The results are summarized in the following table for regression tasks:
OpenML Task | Perpetual Training Duration | Perpetual Inference Duration | Perpetual RMSE | AutoGluon Training Duration | AutoGluon Inference Duration | AutoGluon RMSE |
---|---|---|---|---|---|---|
Airlines_DepDelay_10M | 518 | 11.3 | 29.0 | 520 | 30.9 | 28.8 |
bates_regr_100 | 3421 | 15.1 | 1.084 | OOM | OOM | OOM |
BNG(libras_move) | 1956 | 4.2 | 2.51 | 1922 | 97.6 | 2.53 |
BNG(satellite_image) | 334 | 1.6 | 0.731 | 337 | 10.0 | 0.721 |
COMET_MC | 44 | 1.0 | 0.0615 | 47 | 5.0 | 0.0662 |
friedman1 | 275 | 4.2 | 1.047 | 278 | 5.1 | 1.487 |
poker | 38 | 0.6 | 0.256 | 41 | 1.2 | 0.722 |
subset_higgs | 868 | 10.6 | 0.420 | 870 | 24.5 | 0.421 |
BNG(autoHorse) | 107 | 1.1 | 19.0 | 107 | 3.2 | 20.5 |
BNG(pbc) | 48 | 0.6 | 836.5 | 51 | 0.2 | 957.1 |
average | 465 | 3.9 | - | 464 | 19.7 | - |
PerpetualBooster outperformed AutoGluon on 8 out of 10 regression tasks, training equally fast and inferring 5.1x faster.
The results are summarized in the following table for classification tasks:
OpenML Task | Perpetual Training Duration | Perpetual Inference Duration | Perpetual AUC | AutoGluon Training Duration | AutoGluon Inference Duration | AutoGluon AUC |
---|---|---|---|---|---|---|
BNG(spambase) | 70.1 | 2.1 | 0.671 | 73.1 | 3.7 | 0.669 |
BNG(trains) | 89.5 | 1.7 | 0.996 | 106.4 | 2.4 | 0.994 |
breast | 13699.3 | 97.7 | 0.991 | 13330.7 | 79.7 | 0.949 |
Click_prediction_small | 89.1 | 1.0 | 0.749 | 101.0 | 2.8 | 0.703 |
colon | 12435.2 | 126.7 | 0.997 | 12356.2 | 152.3 | 0.997 |
Higgs | 3485.3 | 40.9 | 0.843 | 3501.4 | 67.9 | 0.816 |
SEA(50000) | 21.9 | 0.2 | 0.936 | 25.6 | 0.5 | 0.935 |
sf-police-incidents | 85.8 | 1.5 | 0.687 | 99.4 | 2.8 | 0.659 |
bates_classif_100 | 11152.8 | 50.0 | 0.864 | OOM | OOM | OOM |
prostate | 13699.9 | 79.8 | 0.987 | OOM | OOM | OOM |
average | 3747.0 | 34.0 | - | 3699.2 | 39.0 | - |
PerpetualBooster outperformed AutoGluon on 10 out of 10 classification tasks, training equally fast and inferring 1.1x faster.
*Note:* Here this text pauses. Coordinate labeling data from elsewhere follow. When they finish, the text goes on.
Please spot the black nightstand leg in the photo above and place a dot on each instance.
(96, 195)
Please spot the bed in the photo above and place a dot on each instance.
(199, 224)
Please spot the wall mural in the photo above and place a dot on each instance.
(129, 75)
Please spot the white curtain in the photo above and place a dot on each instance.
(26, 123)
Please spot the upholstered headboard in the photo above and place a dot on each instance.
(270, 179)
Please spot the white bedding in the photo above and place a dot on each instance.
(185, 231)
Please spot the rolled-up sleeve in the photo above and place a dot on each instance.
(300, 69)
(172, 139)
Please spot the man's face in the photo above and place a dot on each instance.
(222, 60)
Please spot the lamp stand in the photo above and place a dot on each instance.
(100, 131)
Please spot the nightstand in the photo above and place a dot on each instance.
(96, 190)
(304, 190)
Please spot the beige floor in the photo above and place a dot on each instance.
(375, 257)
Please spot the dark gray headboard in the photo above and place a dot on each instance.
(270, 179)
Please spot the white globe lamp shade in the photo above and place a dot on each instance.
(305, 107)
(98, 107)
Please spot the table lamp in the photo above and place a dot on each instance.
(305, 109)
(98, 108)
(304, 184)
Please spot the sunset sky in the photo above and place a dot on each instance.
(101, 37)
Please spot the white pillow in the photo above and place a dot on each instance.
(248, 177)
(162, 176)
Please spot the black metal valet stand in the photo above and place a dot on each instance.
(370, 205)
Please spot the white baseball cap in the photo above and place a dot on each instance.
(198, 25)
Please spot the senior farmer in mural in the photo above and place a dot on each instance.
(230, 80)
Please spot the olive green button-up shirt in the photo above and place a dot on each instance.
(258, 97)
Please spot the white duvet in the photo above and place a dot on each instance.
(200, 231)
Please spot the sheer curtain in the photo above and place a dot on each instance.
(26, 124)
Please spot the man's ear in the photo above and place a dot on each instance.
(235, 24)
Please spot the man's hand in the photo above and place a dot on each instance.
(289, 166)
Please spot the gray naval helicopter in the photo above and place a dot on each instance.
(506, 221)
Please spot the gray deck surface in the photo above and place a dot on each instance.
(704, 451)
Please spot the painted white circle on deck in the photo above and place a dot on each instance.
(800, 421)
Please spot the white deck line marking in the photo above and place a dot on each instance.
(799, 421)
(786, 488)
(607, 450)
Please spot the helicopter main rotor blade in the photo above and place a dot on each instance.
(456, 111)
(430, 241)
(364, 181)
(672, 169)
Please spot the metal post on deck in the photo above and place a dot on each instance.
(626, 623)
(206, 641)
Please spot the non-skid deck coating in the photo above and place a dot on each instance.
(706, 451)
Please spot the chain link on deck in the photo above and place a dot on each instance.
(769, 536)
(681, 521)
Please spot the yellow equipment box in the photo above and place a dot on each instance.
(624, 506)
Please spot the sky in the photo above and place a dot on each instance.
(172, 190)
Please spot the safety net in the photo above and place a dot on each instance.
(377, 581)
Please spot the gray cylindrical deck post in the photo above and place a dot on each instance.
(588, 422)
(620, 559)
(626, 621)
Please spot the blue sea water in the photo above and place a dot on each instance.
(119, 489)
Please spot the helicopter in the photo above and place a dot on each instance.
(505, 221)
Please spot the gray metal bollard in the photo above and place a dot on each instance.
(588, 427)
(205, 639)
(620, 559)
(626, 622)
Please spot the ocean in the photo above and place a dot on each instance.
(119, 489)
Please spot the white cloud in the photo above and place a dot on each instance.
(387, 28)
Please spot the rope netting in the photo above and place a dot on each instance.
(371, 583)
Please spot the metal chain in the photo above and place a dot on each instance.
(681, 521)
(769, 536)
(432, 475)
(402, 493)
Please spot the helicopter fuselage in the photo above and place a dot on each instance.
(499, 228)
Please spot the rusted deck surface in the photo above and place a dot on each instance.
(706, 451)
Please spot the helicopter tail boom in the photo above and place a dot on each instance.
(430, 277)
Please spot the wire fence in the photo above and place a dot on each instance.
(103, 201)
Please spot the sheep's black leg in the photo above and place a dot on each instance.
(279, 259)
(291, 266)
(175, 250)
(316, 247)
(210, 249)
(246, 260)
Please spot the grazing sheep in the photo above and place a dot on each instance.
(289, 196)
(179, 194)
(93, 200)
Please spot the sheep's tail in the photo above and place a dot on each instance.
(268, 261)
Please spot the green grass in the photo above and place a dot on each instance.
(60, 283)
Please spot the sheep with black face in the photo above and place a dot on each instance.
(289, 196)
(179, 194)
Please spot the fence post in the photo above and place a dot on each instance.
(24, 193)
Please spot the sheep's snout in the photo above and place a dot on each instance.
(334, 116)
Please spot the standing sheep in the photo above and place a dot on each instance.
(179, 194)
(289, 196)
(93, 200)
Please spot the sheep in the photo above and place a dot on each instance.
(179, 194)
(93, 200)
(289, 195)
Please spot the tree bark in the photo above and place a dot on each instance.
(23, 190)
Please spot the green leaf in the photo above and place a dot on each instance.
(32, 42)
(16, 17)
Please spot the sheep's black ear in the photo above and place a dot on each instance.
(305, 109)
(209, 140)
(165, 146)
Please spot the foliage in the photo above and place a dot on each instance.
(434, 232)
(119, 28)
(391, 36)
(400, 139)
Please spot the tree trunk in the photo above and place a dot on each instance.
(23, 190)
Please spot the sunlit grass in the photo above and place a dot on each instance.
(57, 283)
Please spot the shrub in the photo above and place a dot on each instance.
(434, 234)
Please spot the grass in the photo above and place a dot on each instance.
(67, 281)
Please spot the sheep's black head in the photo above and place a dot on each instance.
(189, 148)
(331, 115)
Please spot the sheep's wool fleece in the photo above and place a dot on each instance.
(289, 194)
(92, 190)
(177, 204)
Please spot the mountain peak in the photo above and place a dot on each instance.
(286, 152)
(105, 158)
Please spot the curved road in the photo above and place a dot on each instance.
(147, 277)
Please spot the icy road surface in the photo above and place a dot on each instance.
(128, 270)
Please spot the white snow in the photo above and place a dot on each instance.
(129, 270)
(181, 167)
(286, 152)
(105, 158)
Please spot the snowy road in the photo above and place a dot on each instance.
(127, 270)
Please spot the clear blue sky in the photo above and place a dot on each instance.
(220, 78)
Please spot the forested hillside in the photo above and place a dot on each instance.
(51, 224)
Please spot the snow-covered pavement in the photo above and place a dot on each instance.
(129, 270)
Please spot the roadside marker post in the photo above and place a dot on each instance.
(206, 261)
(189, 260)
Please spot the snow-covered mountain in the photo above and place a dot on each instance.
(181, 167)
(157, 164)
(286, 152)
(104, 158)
PerpetualBooster demonstrates greater robustness compared to AutoGluon, successfully training on all 20 tasks, whereas AutoGluon encountered out-of-memory errors on 3 of those tasks.
The results can be reproduced using the automlbenchmark fork here.
The package can be installed directly from pypi:
pip install perpetual
Using conda-forge:
conda install conda-forge::perpetual
To use in a Rust project and to get the package from crates.io:
cargo add perpetual
Contributions are welcome. Check CONTRIBUTING.md for the guideline.
PerpetualBooster prevents overfitting with a generalization algorithm. The paper is work-in-progress to explain how the algorithm works. Check our blog post for a high level introduction to the algorithm.